Движением руки он отверг ее сомнения.
— Он подписал бумаги, давшие разрешение на брак несовершеннолетней дочери с Джекобсом, за что тот вознаградил Хосе Гонсалеса некой суммой и машиной.
— О, Господи!
Джейн стала слушать внимательно, ее лоб под спутанной медного цвета челкой прорезала морщинка.
— Мария не винила отца. Она сказала мне, что была старшей дочерью, а все восемь детей — ее братья и сестры — вечно были голодны. Кроме того, она устала собирать салат-латук и мечтала хотя бы чуть-чуть пожить в доме с ванной.
Рон перевел глаза на кукольную семью, уютно расположившуюся на маленьком столике. Джейн устроила у себя в кабинете детский уголок, необходимый для игровой терапии. Приятная мизансцена, решил он. Все четко продумано, даже обои со зверюшками на стенах и букетик анютиных глазок в старом заварочном чайнике.
— Однако, — продолжал Рон, осторожно подбирая слова, — Мария не подозревала, что Джек любит покладистых женщин, а старина Джек не знал, что его девственница-невеста — девушка с характером.

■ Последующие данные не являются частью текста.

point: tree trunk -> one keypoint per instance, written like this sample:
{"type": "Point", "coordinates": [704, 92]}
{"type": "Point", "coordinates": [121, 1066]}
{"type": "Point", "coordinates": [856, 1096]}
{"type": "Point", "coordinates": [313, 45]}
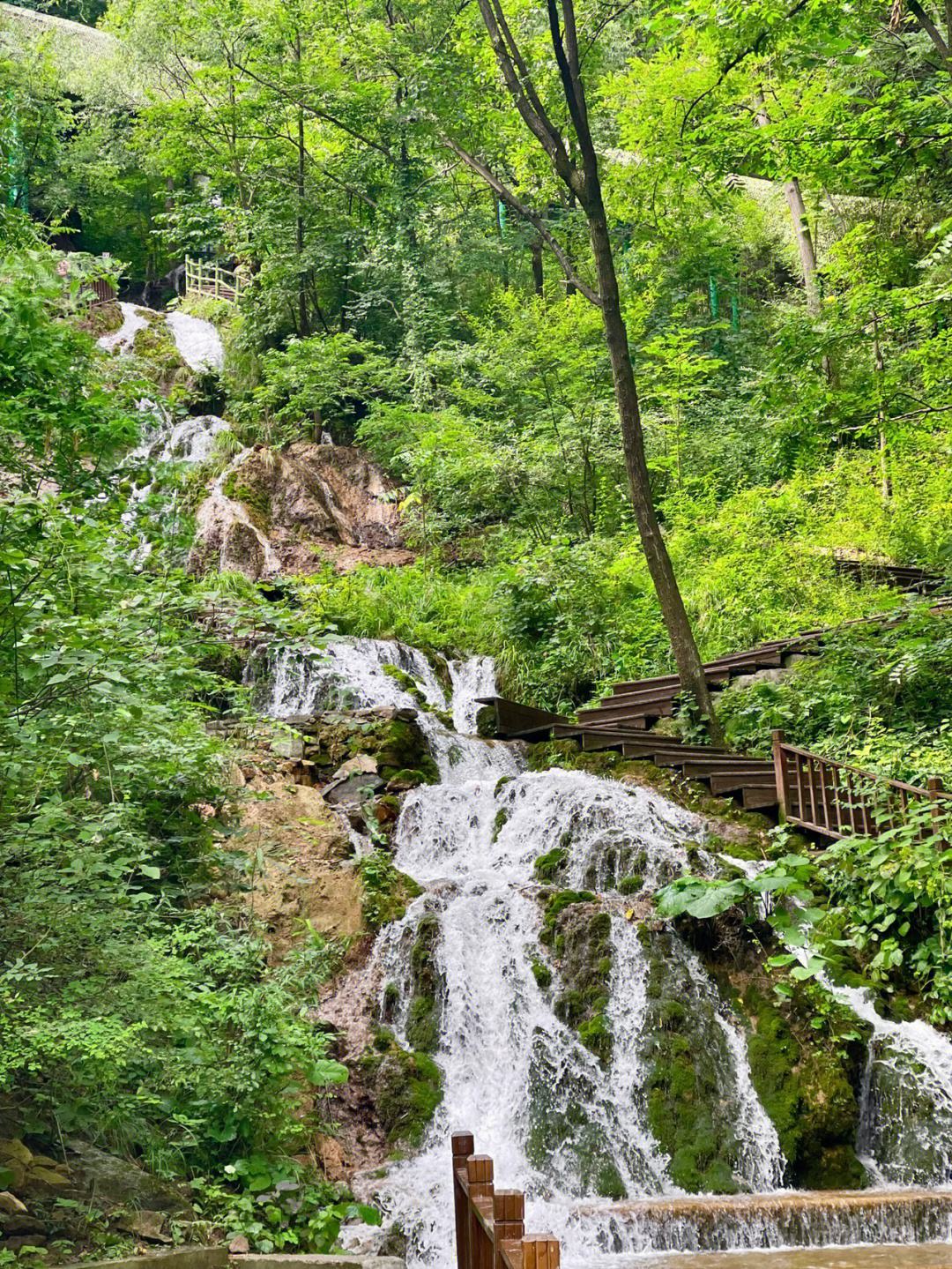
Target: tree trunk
{"type": "Point", "coordinates": [303, 321]}
{"type": "Point", "coordinates": [672, 606]}
{"type": "Point", "coordinates": [535, 246]}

Когда она взбунтовалась в первый раз, он сломал ей нос. Мария пожаловалась отцу, но Хосе лишь пожал плечами в ответ и сказал, что большинство англичан воспитывают своих жен именно так.
Джейн глубоко вздохнула.
— Она оставалась с этим Джеком, потому что ей некуда было идти?
— В общем, да. После появления на свет третьего сына врач предупредил, что еще одни роды попросту убьют ее. Но Джек, узнав об этом, лишь засмеялся и ответил, что такой исход не станет для него большой трагедией. Что есть у одной женщины, то есть и у другой, а в темноте все они одинаковы.
— Таких надо расстреливать! — воскликнула Джейн.
— Вот и Мария была того же мнения. Она зарядила дробовик мужа и стала поджидать его в амбаре.
Рука Джейн, поднявшаяся к горлу, на мгновение задержала на себе взгляд Рона.
— Она убила его?
— Убила бы, если бы он не был здоров, как бык. Ублюдок всего-навсего пролежал месяц в больнице.
Рон как всегда старался казаться невозмутимым, но Джейн кожей чувствовала, как он разгневан.
Он был одним из самых загруженных работой адвокатов по уголовным делам в Сакраменто. Не потому, что гнался за деньгами, а потому, что никому не мог отказать в защите.
Нежная душа в шкуре большого злого волка — вечно подшучивал над другом детства Алан Чейн. Соперники Рона из окружной прокуратуры отзывались о нем, как о бессердечном сукином сыне, но втайне уважали за мужество и неподкупность.
— И ты собираешься взяться за ее дело? — спросила Джейн.